Pasó el día y llegaron las últimas dos horas de clase. Alguien tocó la puerta del salón, era la profesora Debbie quien me estaba llamando para hablar a solas conmigo. Salí, cerré la puerta, tragué en seco y la miré esperando a que alguna de las dos dijera algo. Estuve a punto de preguntarle si había hecho algo malo, pero ella se adelantó y lo primero que mencionó fue “perdón”. 

Débora marcó mi vida y la de muchos estudiantes con su forma de ser, siempre dulce y atenta. Es alguien con quien puedes reír, llorar y confiar. Imagínate la cantidad de personas que logras tocar con una sonrisa, un pequeño gesto o un par de palabras, como lo hizo la profesora Debbie. Y tú, ¿qué impacto quieres tener?

Cuando el sonido del disparo al aire llegaba a sus oídos, ella comenzaba a correr. Sus piernas de tigre bengala aceleraban, su cuerpo con musculatura dura y pura entraba en calor, sus venas y tendones empezaban a marcarse, su rostro se bañaba en gotas gordas de sudor, su mandíbula se apretaba… Y mientras sus labios permanecían abiertos, sus ojos visualizaban fijamente la meta, como si quisiera despojarse de su cuerpo y llegar al final antes que este.

La pista de atletismo era el lugar favorito de Lorraine Dunn. Su padre, un levantador de pesas competitivo y su tía Josephine, una velocista conocida por haber plantado muchos registros, la apoyaban.
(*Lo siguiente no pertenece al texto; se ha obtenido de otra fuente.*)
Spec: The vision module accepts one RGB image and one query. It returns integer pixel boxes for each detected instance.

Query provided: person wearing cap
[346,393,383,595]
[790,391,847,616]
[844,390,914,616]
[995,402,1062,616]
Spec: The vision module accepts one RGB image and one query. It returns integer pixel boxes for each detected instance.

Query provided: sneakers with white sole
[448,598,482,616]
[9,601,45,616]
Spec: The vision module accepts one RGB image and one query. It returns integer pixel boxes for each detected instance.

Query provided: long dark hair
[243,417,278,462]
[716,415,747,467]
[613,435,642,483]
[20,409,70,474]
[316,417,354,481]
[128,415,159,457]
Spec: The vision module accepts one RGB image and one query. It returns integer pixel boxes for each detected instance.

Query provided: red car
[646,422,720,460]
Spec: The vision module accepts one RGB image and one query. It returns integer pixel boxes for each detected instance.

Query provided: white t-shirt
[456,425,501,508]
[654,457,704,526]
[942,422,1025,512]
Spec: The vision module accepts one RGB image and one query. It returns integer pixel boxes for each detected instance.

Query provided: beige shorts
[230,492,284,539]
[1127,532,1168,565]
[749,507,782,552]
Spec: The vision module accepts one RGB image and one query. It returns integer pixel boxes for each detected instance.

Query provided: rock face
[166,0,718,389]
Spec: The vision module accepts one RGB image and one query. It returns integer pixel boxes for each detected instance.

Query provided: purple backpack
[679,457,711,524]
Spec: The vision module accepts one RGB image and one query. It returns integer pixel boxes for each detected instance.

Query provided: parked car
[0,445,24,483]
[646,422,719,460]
Ellos veían a la joven correr y correr libremente en sus carreras internas, cortando el aire con su movimiento, recordando las muchas veces que personas o familiares le decían que era tan buena como para ser seleccionada para los Juegos Panamericanos.

Estos pensamientos estaban en la mente de Lorraine, quien ahora, a sus dieciséis años, estaba llegando a la meta, en primer lugar, en los 400 metros lisos de los Juegos Centroamericanos y del Caribe, en el año 1959. Ahí rompió con el estigma de que “las mujeres no pueden correr” y cumplió el pronóstico de sus allegados.

En 1960, y junto a sus compañeras de relevo, Carlota Gooden, Jean Holmes-Mitchell y Silvia Hunte, Lorraine se preparaba para ser una de las primeras atletas femeninas en representar a Panamá en los Juegos Olímpicos de Roma. Establecieron un relevo panameño de 4 x 100 metros, con un tiempo de 46,66 segundos, nunca igualado hasta el 2013.

Poco tiempo después de graduarse, en 1961, el mítico Ed Temple le ofreció entrenarla gracias a su beca deportiva en la Universidad de Tennesee, en Estados Unidos. Esto avivó su alma y le permitió ganar casi todas las competencias en las que participó entre 1963 y 1968. Siempre rápida, como un guepardo en busca de su presa.

La multitud en Tokio, Japón rugió cuando el equipo de Lorraine regresó a la competición olímpica. Y ella, junto a sus compañeros de atletismo, corrió y siguió participando en eventos y ganando medallas.

Su corazón latió velozmente todas las veces que corría, hasta que un día del año 2006 no lo pudo soportar más y se detuvo sin aviso alguno. Pero, aunque su vida acabó a los 61 años, el nombre de Lorraine Dunn se esparció más rápido de lo que ella pudo correr, siendo finalmente recordada como una de las mejores atletas panameñas en la historia del país.